According to the World Platinum Investment Council, there are signs that a global market in green hydrogen or green hydrogen derivatives is emerging, with more than 80 announcements between 2020 and 2021 for projects or collaborations that relate to global hydrogen or ammonia trade.
Based on these announcements, the most active prospective importers are Germany, Japan and the Netherlands, with the most active prospective exporter being Australia.
The focus on strengthening Europe’s long-term sustainable security of energy supply has provided additional impetus to the aim of boosting the region’s future hydrogen capability and availability.
A recent report on the global hydrogen trade outlook for 2050 issued by the International Renewable Energy Agency showed that the use of green hydrogen as an energy carrier is set to provide a way of transporting renewable electricity over long distances, linking low-cost production sites – regions with an abundance of wind or solar power – with demand centres that need to import green hydrogen.
Hydrogen – especially emissions-free green hydrogen – is an important source of energy for achieving a carbon-neutral economy. To produce green hydrogen, renewable energy is converted into hydrogen through electrolysis, with platinum-based proton exchange membrane (PEM) electrolysers forming a key technology.
The production of green hydrogen could grow by almost five times to 614-million tonnes a year between now and 2050 to satisfy clean energy demands. The global capacity for electrolysers producing green hydrogen needed to meet this demand is forecast to increase from the 300 MW installed now to about 5 000 GW of electrolyser capacity in 2050.
However, this growth potential is predicated on the establishment of a global trade in green hydrogen as a commodity.
Today, the transportation and storage of hydrogen is mainly based on compressed hydrogen, which, owing to its low density, needs to be stored at either extremely high pressures of between 350 bar and 700 bar, or as a liquid at extremely low temperatures of about -253 °C, requiring specialist handling.
An alternative is to first transform the hydrogen into a commodity with a higher density by volume that is easier and more cost-effective to transport, for example ammonia.

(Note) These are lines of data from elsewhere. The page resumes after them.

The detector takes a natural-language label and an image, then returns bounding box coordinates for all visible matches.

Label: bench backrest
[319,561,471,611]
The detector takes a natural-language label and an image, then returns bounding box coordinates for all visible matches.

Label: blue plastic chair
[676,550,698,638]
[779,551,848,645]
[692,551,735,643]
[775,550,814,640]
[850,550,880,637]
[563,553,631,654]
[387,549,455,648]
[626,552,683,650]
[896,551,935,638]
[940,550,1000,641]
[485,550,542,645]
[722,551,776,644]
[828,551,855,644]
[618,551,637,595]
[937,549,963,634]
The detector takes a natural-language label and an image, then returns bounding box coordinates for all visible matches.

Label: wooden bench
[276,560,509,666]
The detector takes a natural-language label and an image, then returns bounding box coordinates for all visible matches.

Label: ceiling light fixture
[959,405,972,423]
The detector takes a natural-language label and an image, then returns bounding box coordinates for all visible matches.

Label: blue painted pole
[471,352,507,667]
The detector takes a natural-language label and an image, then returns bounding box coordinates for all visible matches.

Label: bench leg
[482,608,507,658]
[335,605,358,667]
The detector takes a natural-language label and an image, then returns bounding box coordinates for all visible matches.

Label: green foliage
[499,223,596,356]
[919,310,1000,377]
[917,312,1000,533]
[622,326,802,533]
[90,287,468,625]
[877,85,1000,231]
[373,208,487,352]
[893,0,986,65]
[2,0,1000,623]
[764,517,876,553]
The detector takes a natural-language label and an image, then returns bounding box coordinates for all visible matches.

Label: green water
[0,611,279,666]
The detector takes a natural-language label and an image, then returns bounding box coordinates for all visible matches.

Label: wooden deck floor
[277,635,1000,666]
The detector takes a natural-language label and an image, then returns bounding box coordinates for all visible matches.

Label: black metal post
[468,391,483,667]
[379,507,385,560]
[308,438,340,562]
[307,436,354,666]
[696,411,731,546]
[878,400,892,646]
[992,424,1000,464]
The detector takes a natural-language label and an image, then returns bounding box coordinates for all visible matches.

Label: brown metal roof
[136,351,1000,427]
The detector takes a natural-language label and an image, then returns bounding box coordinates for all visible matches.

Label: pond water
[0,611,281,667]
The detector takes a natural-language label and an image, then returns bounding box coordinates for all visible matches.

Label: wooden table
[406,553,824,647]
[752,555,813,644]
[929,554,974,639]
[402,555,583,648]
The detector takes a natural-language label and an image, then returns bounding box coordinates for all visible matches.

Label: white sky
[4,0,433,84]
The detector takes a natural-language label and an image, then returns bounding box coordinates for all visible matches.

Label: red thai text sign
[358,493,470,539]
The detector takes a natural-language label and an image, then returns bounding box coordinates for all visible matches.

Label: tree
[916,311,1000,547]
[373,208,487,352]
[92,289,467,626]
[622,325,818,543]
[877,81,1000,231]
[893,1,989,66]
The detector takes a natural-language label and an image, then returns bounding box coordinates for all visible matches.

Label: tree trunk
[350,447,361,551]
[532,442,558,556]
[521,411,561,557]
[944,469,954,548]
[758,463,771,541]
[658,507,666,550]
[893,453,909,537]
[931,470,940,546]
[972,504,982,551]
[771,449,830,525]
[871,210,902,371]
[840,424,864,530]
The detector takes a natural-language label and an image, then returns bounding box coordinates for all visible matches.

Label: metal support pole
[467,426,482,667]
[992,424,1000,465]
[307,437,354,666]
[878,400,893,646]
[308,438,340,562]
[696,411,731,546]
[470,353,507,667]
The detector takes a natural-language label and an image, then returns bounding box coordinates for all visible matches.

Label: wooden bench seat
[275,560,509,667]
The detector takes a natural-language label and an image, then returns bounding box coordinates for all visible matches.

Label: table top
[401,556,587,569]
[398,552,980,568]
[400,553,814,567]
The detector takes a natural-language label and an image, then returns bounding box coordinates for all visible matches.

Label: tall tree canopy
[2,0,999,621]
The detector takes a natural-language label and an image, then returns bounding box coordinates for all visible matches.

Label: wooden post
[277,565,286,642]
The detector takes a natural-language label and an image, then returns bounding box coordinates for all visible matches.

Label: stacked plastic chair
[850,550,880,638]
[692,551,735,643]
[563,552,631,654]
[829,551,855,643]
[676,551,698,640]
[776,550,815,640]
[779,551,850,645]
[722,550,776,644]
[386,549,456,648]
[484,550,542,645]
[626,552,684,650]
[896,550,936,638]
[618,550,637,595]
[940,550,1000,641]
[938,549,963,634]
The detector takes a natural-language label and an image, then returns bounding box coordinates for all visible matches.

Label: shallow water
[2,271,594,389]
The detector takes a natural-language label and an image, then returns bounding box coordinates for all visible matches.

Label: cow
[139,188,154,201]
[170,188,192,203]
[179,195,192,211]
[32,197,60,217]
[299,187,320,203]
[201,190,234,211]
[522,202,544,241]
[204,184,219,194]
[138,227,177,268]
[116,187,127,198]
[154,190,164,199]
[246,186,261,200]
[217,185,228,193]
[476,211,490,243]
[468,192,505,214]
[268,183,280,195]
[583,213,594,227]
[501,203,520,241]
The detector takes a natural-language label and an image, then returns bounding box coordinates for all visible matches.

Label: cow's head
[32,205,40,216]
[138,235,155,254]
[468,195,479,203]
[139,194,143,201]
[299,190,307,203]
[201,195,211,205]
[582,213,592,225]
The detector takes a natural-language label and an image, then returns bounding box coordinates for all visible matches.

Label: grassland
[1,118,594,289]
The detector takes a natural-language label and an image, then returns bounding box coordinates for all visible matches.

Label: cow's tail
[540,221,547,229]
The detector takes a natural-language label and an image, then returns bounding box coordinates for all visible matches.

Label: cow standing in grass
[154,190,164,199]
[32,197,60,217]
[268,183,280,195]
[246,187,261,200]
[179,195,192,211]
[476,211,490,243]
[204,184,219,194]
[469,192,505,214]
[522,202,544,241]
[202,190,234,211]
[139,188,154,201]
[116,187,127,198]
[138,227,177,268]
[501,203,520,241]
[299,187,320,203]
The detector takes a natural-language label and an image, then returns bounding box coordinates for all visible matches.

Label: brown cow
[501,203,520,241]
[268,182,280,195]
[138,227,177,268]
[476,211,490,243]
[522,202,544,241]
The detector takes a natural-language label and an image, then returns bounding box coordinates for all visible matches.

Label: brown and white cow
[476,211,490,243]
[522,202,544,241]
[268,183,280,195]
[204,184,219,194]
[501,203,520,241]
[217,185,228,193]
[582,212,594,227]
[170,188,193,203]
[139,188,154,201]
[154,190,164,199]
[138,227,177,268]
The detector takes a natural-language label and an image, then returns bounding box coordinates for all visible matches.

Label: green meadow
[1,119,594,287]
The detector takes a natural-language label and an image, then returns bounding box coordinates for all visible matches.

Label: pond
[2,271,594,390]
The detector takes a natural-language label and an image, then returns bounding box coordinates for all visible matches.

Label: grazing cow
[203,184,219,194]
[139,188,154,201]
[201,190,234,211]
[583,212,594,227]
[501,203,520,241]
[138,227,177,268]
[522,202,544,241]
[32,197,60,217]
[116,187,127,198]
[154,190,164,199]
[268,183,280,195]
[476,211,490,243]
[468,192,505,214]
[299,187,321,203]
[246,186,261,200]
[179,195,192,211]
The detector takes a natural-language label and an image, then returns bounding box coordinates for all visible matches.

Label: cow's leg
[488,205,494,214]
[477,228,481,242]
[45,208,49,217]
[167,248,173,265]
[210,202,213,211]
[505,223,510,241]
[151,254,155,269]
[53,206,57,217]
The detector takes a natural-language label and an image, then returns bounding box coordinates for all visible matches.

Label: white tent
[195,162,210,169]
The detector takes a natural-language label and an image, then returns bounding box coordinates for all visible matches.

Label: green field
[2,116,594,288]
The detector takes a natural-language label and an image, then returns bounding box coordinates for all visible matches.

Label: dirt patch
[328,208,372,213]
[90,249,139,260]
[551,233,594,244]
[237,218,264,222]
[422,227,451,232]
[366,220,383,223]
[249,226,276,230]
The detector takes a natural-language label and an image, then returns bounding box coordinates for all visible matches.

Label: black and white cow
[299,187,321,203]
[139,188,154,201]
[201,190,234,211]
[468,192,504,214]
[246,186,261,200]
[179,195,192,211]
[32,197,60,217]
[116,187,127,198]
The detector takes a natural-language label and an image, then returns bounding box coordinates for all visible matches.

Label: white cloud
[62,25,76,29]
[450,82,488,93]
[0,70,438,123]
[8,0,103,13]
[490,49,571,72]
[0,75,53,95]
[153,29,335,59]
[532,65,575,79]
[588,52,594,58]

Ammonia gas can be stored as a liquid at room temperature under a pressure of just 10 bar, or under atmospheric pressure at -33 °C. More than 125-million tonnes of ammonia are produced globally every year and processed into fertiliser in agriculture or used in chemical processes, among other things.
Using ammonia as a carrier to transport hydrogen enables the use of existing, well-developed supply chain infrastructure and trading mechanisms.
Multinational energy company RWE views green ammonia – produced without the use of fossil fuels – as the most competitive hydrogen derivative with the highest degree of technological maturity.
PIPELINE PROJECTS
At the Port of Immingham, in the UK, Associated British Ports is partnering with gas and chemical supplier Air Products to import green ammonia from production locations around the world. This will be used to produce green hydrogen, stimulating demand and supporting the development of a local and national green hydrogen market.
The creation of north-west Europe’s first green ammonia hub, by refurbishing and expanding an existing energy storage facility at Vlissingen, in the Netherlands, is being evaluated by German energy company Uniper and Vesta Terminals.
The site is suitably located for the supply of green ammonia by seagoing vessels, and in a second phase it could be connected to the Dutch hydrogen pipeline network.
Uniper is assessing the development of several access points for green energy into Europe.
At the German Port of Wilhelmshaven, it is also planning an import terminal for green ammonia, which will be equipped with an ammonia cracker for reconversion of the ammonia to green hydrogen and nitrogen.
The terminal will be connected to the hydrogen network and would be capable of supplying about 295 000 t of hydrogen, or 10% of the demand expected for the whole of Germany, in 2030.